2 x ABF-6000
High Plains Ranch Dairy is a farm located in southwest Kansas, 12 miles north of Ulysses. The dairy uses fresh water on a daily basis for its normal operations such as washing the cows, the milk-producing process and for the supply of drinking water for the cows. These tasks produce wastewater, mostly from washing the cows and the milking process. For environmental reasons, the farm cannot dispose of water classified as wastewater and most choose to collect it into local ponds. Over time, these fill up with the raw water and it’s the farm’s responsibility to empty the ponds. A unique approach to do this is to use the water for irrigation purposes. Southwest Kansas is known as a great area for growing corn, wheat, cotton and other crops and the most common irrigation method is the use of the center pivot. The water has high levels of organic material, and this is also a way to inject nutrients into the soil.

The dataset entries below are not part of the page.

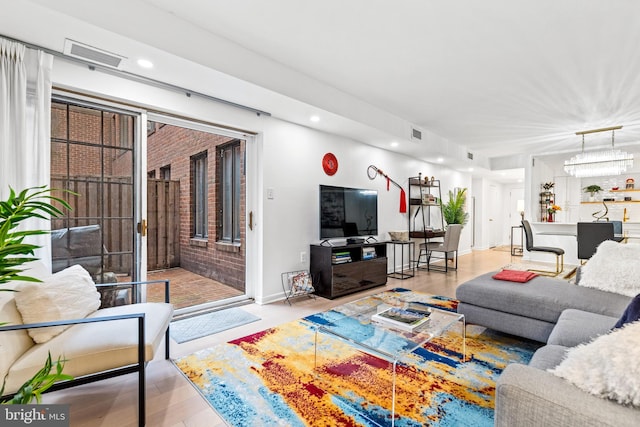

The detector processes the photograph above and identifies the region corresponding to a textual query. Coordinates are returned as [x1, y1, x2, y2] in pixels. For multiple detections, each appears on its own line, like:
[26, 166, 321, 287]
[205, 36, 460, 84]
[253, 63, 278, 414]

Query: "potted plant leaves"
[0, 186, 74, 404]
[583, 185, 603, 202]
[441, 188, 469, 227]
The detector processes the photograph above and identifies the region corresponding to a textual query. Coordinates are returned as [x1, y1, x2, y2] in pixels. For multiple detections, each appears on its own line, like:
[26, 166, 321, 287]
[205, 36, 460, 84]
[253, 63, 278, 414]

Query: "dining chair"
[577, 222, 614, 262]
[521, 220, 564, 276]
[416, 224, 462, 272]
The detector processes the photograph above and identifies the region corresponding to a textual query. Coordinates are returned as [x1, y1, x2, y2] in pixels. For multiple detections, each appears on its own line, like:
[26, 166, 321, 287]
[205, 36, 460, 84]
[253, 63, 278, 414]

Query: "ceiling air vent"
[63, 39, 125, 69]
[467, 152, 474, 160]
[411, 128, 422, 141]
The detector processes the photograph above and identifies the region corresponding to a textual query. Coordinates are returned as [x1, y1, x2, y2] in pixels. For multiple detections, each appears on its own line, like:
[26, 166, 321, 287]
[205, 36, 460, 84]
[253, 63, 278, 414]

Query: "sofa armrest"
[0, 313, 148, 369]
[0, 313, 147, 398]
[495, 364, 639, 427]
[0, 311, 146, 333]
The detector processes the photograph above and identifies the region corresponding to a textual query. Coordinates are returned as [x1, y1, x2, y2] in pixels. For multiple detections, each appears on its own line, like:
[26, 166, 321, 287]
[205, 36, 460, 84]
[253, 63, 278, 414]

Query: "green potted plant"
[0, 186, 73, 404]
[583, 184, 603, 201]
[441, 188, 469, 227]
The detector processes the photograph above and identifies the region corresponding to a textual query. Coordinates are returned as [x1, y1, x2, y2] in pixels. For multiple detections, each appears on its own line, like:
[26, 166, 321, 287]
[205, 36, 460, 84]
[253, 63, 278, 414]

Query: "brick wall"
[51, 103, 133, 178]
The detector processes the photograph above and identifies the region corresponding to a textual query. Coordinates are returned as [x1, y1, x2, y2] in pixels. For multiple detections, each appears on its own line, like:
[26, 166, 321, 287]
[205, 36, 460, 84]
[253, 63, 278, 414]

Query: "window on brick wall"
[192, 152, 208, 238]
[160, 165, 171, 180]
[218, 141, 241, 243]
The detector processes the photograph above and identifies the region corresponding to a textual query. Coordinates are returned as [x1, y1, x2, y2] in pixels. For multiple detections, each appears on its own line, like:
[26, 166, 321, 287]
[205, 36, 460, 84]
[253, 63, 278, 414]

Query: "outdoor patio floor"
[146, 267, 244, 310]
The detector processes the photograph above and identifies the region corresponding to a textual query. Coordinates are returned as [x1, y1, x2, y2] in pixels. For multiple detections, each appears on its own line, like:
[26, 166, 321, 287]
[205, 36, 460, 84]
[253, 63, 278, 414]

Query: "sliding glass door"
[49, 96, 251, 312]
[50, 97, 139, 291]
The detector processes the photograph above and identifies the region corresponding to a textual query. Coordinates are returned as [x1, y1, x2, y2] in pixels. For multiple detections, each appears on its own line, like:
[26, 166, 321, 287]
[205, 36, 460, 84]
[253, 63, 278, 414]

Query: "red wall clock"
[322, 152, 338, 176]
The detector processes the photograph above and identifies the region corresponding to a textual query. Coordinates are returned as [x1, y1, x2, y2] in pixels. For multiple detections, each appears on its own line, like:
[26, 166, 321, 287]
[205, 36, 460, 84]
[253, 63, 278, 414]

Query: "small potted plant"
[441, 188, 469, 227]
[542, 182, 555, 191]
[541, 182, 554, 203]
[583, 185, 603, 202]
[547, 204, 561, 222]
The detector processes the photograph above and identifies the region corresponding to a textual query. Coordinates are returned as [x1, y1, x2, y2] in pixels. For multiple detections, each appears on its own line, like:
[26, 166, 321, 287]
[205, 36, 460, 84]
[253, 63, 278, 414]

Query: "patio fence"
[50, 176, 180, 273]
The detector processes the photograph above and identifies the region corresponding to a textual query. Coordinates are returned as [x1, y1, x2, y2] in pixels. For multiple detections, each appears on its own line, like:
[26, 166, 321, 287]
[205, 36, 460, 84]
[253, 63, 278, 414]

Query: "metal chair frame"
[522, 220, 564, 276]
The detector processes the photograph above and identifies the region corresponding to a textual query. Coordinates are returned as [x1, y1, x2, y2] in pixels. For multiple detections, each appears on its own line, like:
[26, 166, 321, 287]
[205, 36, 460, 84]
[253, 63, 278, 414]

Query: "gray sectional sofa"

In order to use the pond water for irrigation, a filtration system was required prior to the center pivot with the ability to handle high loads of suspended solids as well as the suspended organic loads from the pond. The existing 4 manual perforated screen filters, with a filtration degree of 3,500 micron, were functioning properly for a while, however, each time the filters got clogged, the dairy had to interrupt irrigation in order to clean the screens. This led to longer-than-planned irrigation times and the dairy incurred unexpected labor costs. At this point, High Plains Ranch Dairy approached Jas Dale from Western Kansas Irrigation, one of Amiad’s dealers, for a solution.
Based on past experience, and after discussion between the dealer, Amiad’s RSM and Amiad’s application engineering department, 2 Amiad ABF-6000 automatic filters were recommended as a solution, each with a 1,500 micron perforated screen. The filters were supplied with an Amiad AML 2 control panel and designed to operate by DP (differential pressure) at a set point of 7.3 psi.
The 2 ABF filters were installed by the dealer and the changeover to the Amiad filters proved to be a success story. During start-up, for testing purposes, the pump was set for 500 gpm (114 m3/h). After verifying that the pivot nozzles were clean, the flow rate was increased to a maximum flow of 750 gpm (170 m3/h) for a short time period. As of results, the pump pushed 1,200 gpm (272 m3/h) through the filters. Over the next month, the dairy was able to pump a total of 15,000,000 gallons (56,781,176 liters) of manure water with no clogged nozzles and keep the pond empty of water. The Amiad ABF-6000 filters provided efficient filtration with very low total water loss, proper self-cleaning of the screen, low power consumption and better filtration performances. The original filters by the other vendor were disassembled and removed from the site.